Let $L$ be a Lie algebra over a commutative unital ring $R$. Then the Jacobson radical of $U_R(L)$ (the universal enveloping algebra of $L$ viewed as an $R$-algebra) is generated by $Nil(R)$, the nilradical of $R$.

In particular, if our Lie algebra is defined over some field (or just integral domain) $K$, then $Jac(U(\mathfrak{g}))=0$ automatically! (The paper gives credit for this result to an earlier paper by R. S. Irving.)

This in particular implies that the Jacobson radical of $U(\mathfrak{g})$ has virtually nothing to do with the Lie-theoretic radical of $\mathfrak{g}$.

As for the property of being artinian, one obvious counterexample is given by abelian Lie algebras $\mathfrak{a}$ (over a field $K$): For these, it is well-known that $U(\mathfrak{a})$ is isomorphic to a polynomial ring in $\dim_K \mathfrak{g}$ variables over $K$. In particular, these rings are non-artinian unless $\mathfrak{g} = 0$.

If I'm not mistaken, we don't need the abelianness here, but with a bigger gun we get a much stronger result: If $0 \neq x \in \mathfrak{g}$, then by Poincare-Birkhoff-Witt $R:=U(\mathfrak g)$ contains the infinite chain of left ideals $Rx \supsetneq Rx^2 \supsetneq Rx^3 \supsetneq ...$.

Upshot: If $\mathfrak{g} \neq 0$ is any Lie algebra over a field, $U(\mathfrak g)$ is never artinian but always Jacobson-semisimple.

Answer 2

You may also be interested in the relation between the solvable (usual) radical $\operatorname{rad}(\mathfrak g)$ and the Jacobson radical $\operatorname{Jac}(\mathfrak g)$ (the intersection of maximal ideals).

Theorem (Marshall).
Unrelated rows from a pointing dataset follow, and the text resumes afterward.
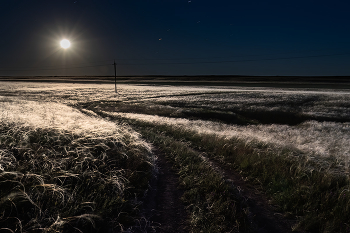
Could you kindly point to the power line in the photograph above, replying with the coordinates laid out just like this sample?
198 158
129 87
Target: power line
167 63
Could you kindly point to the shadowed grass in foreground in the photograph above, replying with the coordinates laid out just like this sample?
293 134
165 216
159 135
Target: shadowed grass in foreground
213 205
314 191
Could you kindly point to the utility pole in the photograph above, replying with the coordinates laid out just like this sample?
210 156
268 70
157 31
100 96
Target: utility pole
115 76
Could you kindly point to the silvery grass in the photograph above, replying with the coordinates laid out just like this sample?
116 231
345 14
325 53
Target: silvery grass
316 139
62 170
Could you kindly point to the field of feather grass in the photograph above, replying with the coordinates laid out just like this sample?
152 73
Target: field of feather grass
64 171
294 143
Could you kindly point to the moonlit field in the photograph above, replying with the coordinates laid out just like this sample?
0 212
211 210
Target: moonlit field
59 140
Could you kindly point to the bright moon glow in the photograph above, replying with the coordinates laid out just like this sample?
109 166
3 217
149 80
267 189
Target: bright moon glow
65 43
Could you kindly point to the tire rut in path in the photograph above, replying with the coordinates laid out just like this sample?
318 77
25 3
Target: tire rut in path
162 206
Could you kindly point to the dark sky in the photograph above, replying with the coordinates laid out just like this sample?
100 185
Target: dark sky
175 37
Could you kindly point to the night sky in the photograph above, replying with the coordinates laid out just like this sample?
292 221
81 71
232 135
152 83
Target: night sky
175 37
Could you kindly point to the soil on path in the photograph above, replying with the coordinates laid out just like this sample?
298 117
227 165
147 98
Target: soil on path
162 207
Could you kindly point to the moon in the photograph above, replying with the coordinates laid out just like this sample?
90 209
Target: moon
65 43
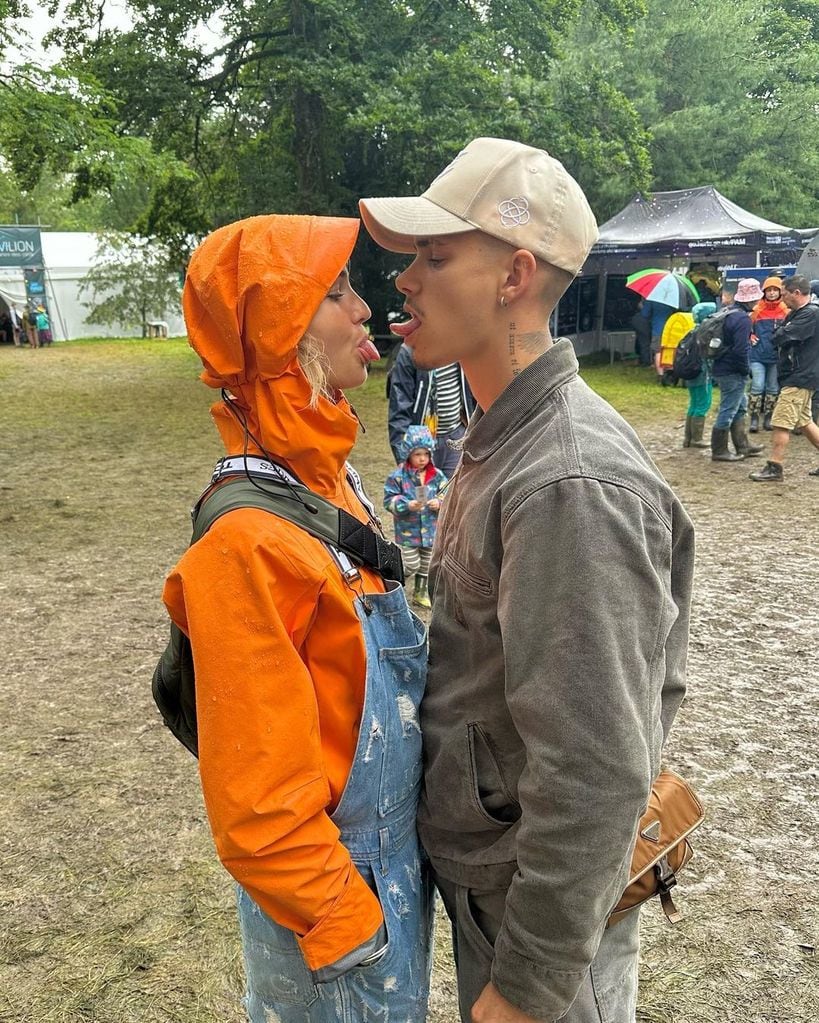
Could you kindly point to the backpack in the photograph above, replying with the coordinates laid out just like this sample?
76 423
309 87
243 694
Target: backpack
688 357
349 540
710 332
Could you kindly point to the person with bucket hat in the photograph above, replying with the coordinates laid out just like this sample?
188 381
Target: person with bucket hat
766 317
411 494
561 583
731 369
309 669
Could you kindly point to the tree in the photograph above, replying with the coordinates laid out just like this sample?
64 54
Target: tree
132 282
729 95
307 104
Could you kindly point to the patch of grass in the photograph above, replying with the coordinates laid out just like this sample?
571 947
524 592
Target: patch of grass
114 905
633 390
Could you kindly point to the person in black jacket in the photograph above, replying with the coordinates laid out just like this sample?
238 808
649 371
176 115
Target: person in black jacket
731 369
798 343
440 399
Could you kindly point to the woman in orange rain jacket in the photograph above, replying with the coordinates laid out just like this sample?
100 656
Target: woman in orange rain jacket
308 682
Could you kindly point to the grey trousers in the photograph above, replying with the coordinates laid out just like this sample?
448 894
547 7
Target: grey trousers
607 994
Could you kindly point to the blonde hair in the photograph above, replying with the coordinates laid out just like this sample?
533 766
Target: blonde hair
314 365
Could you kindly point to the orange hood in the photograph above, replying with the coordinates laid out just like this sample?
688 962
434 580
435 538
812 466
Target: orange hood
252 290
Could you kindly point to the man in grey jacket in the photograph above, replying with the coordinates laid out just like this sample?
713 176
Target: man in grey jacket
561 581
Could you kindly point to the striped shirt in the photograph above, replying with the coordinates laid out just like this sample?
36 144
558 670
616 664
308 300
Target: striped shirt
448 400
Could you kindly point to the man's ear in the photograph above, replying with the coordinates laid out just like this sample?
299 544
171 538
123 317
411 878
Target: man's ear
520 275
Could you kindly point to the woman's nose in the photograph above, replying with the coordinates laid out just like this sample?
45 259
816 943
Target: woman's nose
363 312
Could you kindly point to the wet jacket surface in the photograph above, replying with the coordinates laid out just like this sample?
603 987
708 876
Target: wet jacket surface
561 577
278 650
733 357
767 316
798 343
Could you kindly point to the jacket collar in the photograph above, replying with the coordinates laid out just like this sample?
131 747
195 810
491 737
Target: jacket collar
489 431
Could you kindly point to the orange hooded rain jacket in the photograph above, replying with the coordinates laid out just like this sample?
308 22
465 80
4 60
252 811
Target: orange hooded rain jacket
278 651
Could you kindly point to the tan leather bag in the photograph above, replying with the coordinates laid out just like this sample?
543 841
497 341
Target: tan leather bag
663 848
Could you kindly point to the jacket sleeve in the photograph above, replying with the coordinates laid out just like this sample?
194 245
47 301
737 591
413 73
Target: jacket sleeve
403 387
797 330
593 611
263 779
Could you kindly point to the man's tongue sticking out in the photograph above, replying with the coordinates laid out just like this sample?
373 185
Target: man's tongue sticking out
405 329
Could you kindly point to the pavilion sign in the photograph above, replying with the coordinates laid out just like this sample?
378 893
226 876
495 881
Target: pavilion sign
20 247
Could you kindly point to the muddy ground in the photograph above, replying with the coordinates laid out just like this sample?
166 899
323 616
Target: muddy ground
112 907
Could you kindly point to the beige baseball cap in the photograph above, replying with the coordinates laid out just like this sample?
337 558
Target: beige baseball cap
509 190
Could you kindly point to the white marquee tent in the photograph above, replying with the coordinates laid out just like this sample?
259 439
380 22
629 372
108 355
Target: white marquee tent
67 257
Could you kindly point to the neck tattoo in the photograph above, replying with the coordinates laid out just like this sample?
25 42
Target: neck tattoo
512 351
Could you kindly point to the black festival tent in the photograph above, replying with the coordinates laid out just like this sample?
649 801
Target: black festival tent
687 229
694 222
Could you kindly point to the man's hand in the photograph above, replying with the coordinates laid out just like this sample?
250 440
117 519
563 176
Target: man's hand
493 1008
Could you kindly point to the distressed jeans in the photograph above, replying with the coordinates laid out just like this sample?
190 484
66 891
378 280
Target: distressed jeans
764 379
733 401
376 820
608 992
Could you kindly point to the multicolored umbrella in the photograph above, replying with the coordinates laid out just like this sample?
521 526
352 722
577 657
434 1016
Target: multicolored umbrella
664 286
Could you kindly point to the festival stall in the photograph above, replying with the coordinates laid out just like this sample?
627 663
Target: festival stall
694 231
48 268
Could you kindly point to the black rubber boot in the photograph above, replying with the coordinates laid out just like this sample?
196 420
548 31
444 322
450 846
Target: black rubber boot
755 407
420 596
719 447
768 407
741 443
771 474
697 427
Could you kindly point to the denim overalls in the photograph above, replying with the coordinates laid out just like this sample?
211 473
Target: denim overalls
376 819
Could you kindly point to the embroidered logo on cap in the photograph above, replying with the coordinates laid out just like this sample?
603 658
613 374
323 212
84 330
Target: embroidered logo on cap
514 212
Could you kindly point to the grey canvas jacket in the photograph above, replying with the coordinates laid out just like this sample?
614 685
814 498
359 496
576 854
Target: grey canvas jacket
561 576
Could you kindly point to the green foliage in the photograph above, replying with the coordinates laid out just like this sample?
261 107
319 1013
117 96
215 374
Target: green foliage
307 104
730 95
132 281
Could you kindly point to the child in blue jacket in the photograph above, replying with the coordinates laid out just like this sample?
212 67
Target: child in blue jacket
411 495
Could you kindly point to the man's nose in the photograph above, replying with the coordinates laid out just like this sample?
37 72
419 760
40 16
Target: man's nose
404 281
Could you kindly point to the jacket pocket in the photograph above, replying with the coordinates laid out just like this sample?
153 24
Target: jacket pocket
465 575
489 792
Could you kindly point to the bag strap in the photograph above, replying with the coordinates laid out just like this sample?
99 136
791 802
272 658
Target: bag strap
294 502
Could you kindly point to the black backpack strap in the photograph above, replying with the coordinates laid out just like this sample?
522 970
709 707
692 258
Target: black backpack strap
316 516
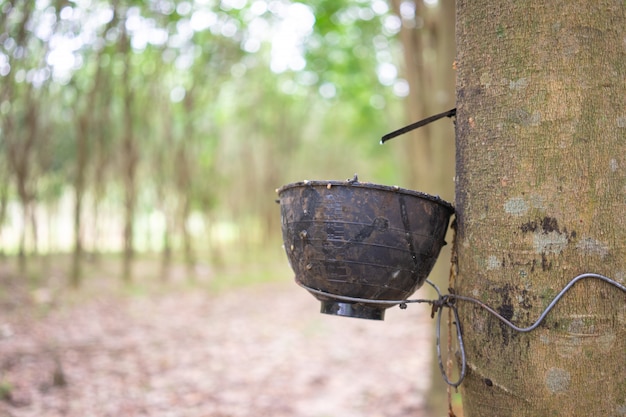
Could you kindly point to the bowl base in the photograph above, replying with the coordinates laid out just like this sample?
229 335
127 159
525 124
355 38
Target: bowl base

One has $\operatorname{Jac}(\mathfrak g) = [\mathfrak g, \operatorname{rad}(\mathfrak g)]$.

E. I. Marshall, The Frattini Subalgebra of a Lie Algebra, Journal of the London Mathematical Society, Volume s1-42, Issue 1, 1967, Pages 416–422. https://academic.oup.com/jlms/article-abstract/s1-42/1/416/844116.

$\operatorname{Jac}(\mathfrak g)$ is nilpotent but need not be the maximal nilpotent ideal. For example when $\mathfrak g$ is abelian, $\operatorname{Jac}(\mathfrak g) = 0$.